4.10. Immunohistochemistry (IHC) Staining Assay

Serial sections (2 μm) were cut from the paraffin blocks and mounted on pre-coated slides for immunohistochemical analysis of the CAM tumors. All FFPE CAM tissue sections were deparaffinized with xylene and rehydrated with graded ethanol. The antigen retrieval was performed by 1 min steam cooking in TRS-Buffer pH 6 (p21 Waf1/Cip1) or pH 9 (pChk2^T68), respectively. Slides were incubated at 4 °C overnight with a primary monoclonal antibody p21 Waf1/Cip1 (12D1, mouse), 1:1.000 dilution (Cell Signaling), or pChk2^T68 (2197, rabbit), 1:50 dilution (Cell Signaling). Antibody binding was visualized using the Polymer-Kit (AP, Zytomed, Berlin, Germany) or biotinylated Anti-Rabbit/ABC-Kit (Vector, Olean, NY, USA).

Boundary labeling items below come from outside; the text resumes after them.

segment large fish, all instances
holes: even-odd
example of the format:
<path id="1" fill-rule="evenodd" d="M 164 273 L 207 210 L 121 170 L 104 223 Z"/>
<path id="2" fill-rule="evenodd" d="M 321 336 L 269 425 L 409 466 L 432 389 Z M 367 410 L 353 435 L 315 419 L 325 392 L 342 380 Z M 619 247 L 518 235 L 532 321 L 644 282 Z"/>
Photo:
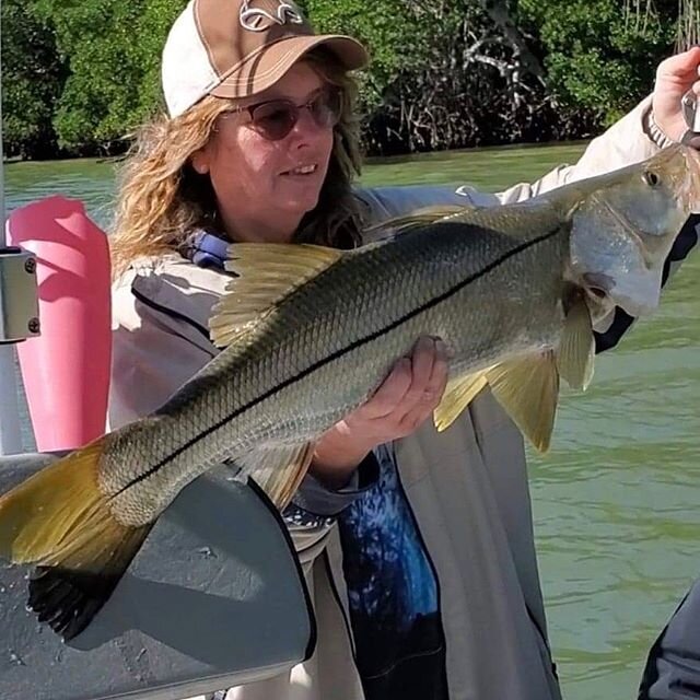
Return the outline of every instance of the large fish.
<path id="1" fill-rule="evenodd" d="M 423 335 L 450 352 L 440 430 L 488 384 L 545 450 L 559 377 L 591 378 L 592 323 L 653 310 L 699 198 L 679 147 L 524 203 L 418 212 L 355 250 L 234 245 L 211 322 L 225 349 L 154 415 L 0 498 L 0 556 L 39 564 L 30 607 L 74 637 L 184 486 L 233 460 L 283 508 L 318 435 Z"/>

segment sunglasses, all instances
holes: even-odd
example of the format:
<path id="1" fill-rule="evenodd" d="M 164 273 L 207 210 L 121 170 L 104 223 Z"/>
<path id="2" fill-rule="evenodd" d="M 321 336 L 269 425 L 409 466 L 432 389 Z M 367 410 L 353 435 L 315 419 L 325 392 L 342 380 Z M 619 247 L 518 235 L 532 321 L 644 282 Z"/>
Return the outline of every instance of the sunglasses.
<path id="1" fill-rule="evenodd" d="M 247 107 L 237 107 L 224 114 L 247 112 L 253 128 L 268 141 L 280 141 L 289 135 L 301 118 L 302 109 L 308 109 L 314 124 L 320 128 L 335 127 L 340 121 L 342 93 L 339 89 L 317 92 L 308 102 L 298 105 L 290 100 L 270 100 Z"/>

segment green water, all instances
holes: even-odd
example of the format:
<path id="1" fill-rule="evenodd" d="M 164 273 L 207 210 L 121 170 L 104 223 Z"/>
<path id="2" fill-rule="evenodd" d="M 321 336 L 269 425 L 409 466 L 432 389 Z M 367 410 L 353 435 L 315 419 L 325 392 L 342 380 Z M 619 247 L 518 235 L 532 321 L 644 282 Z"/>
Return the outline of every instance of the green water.
<path id="1" fill-rule="evenodd" d="M 469 183 L 498 190 L 562 162 L 579 144 L 493 149 L 368 164 L 366 185 Z M 7 168 L 12 209 L 48 194 L 109 220 L 108 163 Z M 530 459 L 549 632 L 569 700 L 635 698 L 648 650 L 698 575 L 700 302 L 697 254 L 639 323 L 598 359 L 586 394 L 567 395 L 553 446 Z M 497 652 L 497 650 L 494 650 Z"/>

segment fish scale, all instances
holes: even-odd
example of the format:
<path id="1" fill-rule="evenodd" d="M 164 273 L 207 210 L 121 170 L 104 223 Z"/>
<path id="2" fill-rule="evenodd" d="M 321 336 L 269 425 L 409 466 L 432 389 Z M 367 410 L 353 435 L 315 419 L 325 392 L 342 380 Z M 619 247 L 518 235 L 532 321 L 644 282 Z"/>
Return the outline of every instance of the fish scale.
<path id="1" fill-rule="evenodd" d="M 438 430 L 488 387 L 546 450 L 560 377 L 591 380 L 593 323 L 653 311 L 699 210 L 700 156 L 675 147 L 525 203 L 413 212 L 355 250 L 235 244 L 210 322 L 228 347 L 154 415 L 1 495 L 0 556 L 39 564 L 28 605 L 75 637 L 184 486 L 234 460 L 283 508 L 316 439 L 425 335 L 450 353 Z"/>

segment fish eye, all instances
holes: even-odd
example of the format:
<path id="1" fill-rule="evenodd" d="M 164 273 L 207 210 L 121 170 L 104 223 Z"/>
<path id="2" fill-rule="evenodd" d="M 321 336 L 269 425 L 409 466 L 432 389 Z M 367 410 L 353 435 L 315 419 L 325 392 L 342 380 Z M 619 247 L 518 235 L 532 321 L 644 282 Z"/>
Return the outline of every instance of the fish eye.
<path id="1" fill-rule="evenodd" d="M 654 171 L 644 171 L 644 174 L 642 175 L 642 179 L 650 187 L 656 187 L 656 185 L 658 185 L 658 183 L 661 183 L 661 177 L 658 177 L 658 175 L 656 175 L 656 173 L 654 173 Z"/>

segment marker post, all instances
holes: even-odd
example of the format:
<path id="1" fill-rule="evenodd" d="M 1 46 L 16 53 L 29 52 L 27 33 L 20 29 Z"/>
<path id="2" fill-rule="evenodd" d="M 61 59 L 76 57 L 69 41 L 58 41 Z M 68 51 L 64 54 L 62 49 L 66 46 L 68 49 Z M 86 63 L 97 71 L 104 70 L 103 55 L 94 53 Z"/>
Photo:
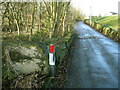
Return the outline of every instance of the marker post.
<path id="1" fill-rule="evenodd" d="M 50 65 L 50 75 L 54 77 L 55 75 L 55 46 L 50 44 L 49 46 L 49 65 Z"/>

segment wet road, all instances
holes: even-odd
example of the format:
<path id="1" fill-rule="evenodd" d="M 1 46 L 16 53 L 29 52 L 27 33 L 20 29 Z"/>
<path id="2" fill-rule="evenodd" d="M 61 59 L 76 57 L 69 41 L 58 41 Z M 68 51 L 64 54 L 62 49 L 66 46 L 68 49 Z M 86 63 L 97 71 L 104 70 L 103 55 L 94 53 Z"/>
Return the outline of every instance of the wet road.
<path id="1" fill-rule="evenodd" d="M 76 34 L 64 87 L 118 88 L 118 44 L 83 22 Z"/>

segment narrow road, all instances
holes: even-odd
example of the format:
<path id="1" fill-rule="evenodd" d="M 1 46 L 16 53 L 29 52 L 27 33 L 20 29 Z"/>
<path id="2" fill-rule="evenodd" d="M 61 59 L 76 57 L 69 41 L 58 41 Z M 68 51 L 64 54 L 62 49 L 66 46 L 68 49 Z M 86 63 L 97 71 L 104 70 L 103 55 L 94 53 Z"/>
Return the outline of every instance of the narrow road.
<path id="1" fill-rule="evenodd" d="M 118 44 L 78 22 L 65 88 L 118 88 Z"/>

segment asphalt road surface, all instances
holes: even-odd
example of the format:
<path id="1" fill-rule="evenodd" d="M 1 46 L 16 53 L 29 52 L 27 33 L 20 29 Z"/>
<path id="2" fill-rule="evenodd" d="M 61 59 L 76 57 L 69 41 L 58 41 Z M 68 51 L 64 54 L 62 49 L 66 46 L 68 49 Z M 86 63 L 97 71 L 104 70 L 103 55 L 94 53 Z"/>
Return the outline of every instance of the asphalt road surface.
<path id="1" fill-rule="evenodd" d="M 118 43 L 78 22 L 65 88 L 118 88 Z"/>

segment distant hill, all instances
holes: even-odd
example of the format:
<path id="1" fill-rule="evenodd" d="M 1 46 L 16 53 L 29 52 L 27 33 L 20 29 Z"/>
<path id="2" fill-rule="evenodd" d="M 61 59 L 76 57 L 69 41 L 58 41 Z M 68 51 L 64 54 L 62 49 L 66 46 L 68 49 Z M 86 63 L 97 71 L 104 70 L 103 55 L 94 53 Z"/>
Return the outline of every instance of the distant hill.
<path id="1" fill-rule="evenodd" d="M 92 19 L 95 20 L 97 23 L 101 23 L 115 30 L 118 30 L 118 15 L 94 17 Z"/>

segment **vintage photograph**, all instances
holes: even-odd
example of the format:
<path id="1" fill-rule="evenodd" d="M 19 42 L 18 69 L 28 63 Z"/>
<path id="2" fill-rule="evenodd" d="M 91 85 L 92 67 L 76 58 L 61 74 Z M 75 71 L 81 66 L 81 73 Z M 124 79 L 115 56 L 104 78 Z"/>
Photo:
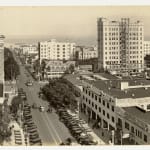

Adjacent slides were stained with hematoxylin and eosin for histomorphological analyses. Immunohistochemical scoring was performed in a semi-quantitative way by two pathologists (KEW, AVR). The intensity was quantified in a range from 1 to 3. The area was quantified by percentage of positive cells in 5% steps. An immunoscore was generated by multiplying intensity (0–3) with the respective percentage of positive cells (0–100%).

Bright field images (Magnification: 200×, 400×) of stained sections were taken with the Olympus XC50 camera (Olympus Corporation, Tokyo, Japan) in combination with the Olympus BX51 microscope (Olympus Corporation).